In other words, you are not starting from scratch every time the trial takes a turn. You have a living, structured analytical tool for each witness that evolves as the trial does. The AI handles the brute-force document analysis, and you focus on the strategic decisions about what to do with the results.

An Example in Action

Imagine you are preparing for the cross-examination of the defendant's CFO, scheduled for tomorrow afternoon. You have a Review Table loaded with the CFO's deposition transcript, relevant financial records, board meeting minutes she attended, and her email correspondence from the relevant period.

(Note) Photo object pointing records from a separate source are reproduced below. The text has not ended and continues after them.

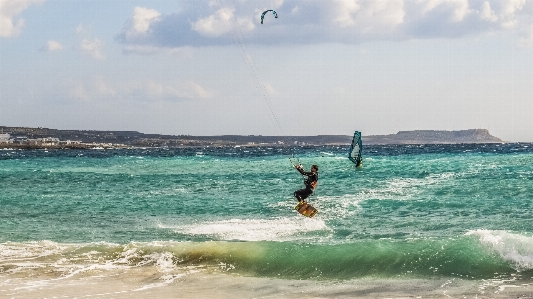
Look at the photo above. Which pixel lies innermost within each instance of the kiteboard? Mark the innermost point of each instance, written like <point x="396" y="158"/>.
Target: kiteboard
<point x="306" y="209"/>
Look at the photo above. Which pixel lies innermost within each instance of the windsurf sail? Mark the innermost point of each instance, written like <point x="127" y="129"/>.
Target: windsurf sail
<point x="356" y="149"/>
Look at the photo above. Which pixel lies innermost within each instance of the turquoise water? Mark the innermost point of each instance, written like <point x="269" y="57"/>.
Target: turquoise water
<point x="411" y="211"/>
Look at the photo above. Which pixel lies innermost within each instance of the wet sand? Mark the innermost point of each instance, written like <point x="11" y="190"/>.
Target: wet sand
<point x="148" y="283"/>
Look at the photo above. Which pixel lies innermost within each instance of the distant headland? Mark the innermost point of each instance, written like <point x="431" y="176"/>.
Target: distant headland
<point x="29" y="138"/>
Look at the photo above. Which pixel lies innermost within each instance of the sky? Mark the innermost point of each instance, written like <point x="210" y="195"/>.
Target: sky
<point x="321" y="68"/>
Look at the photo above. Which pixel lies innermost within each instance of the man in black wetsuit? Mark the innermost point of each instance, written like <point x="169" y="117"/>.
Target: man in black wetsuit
<point x="310" y="182"/>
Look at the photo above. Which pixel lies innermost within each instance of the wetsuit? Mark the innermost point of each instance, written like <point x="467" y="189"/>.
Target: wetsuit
<point x="310" y="184"/>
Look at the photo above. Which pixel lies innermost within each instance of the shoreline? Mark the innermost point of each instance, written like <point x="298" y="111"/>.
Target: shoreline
<point x="148" y="282"/>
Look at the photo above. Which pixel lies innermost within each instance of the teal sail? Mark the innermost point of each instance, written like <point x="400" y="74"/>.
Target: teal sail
<point x="356" y="149"/>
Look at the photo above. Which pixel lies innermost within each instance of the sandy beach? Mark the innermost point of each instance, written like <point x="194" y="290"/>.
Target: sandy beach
<point x="148" y="283"/>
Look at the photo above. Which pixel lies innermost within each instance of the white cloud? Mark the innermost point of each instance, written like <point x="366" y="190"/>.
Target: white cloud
<point x="339" y="21"/>
<point x="179" y="90"/>
<point x="51" y="46"/>
<point x="143" y="17"/>
<point x="487" y="13"/>
<point x="221" y="22"/>
<point x="93" y="47"/>
<point x="99" y="89"/>
<point x="9" y="9"/>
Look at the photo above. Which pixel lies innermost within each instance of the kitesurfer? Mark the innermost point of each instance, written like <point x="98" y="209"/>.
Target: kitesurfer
<point x="310" y="182"/>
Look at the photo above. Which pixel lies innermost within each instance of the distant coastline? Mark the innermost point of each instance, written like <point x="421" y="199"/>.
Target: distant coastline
<point x="35" y="138"/>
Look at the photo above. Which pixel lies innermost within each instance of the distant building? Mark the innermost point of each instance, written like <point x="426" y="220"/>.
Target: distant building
<point x="5" y="138"/>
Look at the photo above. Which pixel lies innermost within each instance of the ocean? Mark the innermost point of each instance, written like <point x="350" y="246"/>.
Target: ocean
<point x="426" y="221"/>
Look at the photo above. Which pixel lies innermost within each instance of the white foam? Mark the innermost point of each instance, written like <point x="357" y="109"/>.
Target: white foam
<point x="254" y="229"/>
<point x="512" y="247"/>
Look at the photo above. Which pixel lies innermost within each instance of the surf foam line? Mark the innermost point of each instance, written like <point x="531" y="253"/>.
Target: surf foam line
<point x="279" y="229"/>
<point x="515" y="248"/>
<point x="462" y="257"/>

This morning, the defendant's CEO testified and made several statements about the company's financial projections that seem inconsistent with what the CFO said at her deposition. You add today's CEO transcript to the CFO's Review Table project and run a new column:

Identify any statements in this transcript that are inconsistent with, or in tension with, the CFO's deposition testimony. For each, provide the specific page references from both transcripts.

A few minutes later, you have a structured comparison showing exactly where the CEO's testimony diverges from the CFO's prior statements, with specific citations you can use during cross-examination. That kind of analysis might have taken hours to compile manually.


Putting It All Together

Stepping back, here is why these document projects matter so much during trial.

Trial is fast. Decisions get made in hallways, in whispered conversations at counsel table, and during short breaks throughout the day. There is a real advantage if you can find the right document, the right quote, or the right inconsistency in minutes rather than hours.

The setup described here is not technically sophisticated, and it does not require complex prompting or deep expertise in AI tools. It's just a matter of discipline to load your documents into organized projects before and during trial so they are ready when you need them.

To summarize the playbook:

Transcript Project. Upload each day's transcript as it becomes available. Use it to search for testimony, track themes across witnesses, and identify inconsistencies in real time.

Witness-Level Review Tables. For each key witness, build a structured analytical project with their relevant documents and defined query columns. Update it as the trial progresses to keep your examination strategy aligned with how the case is actually unfolding.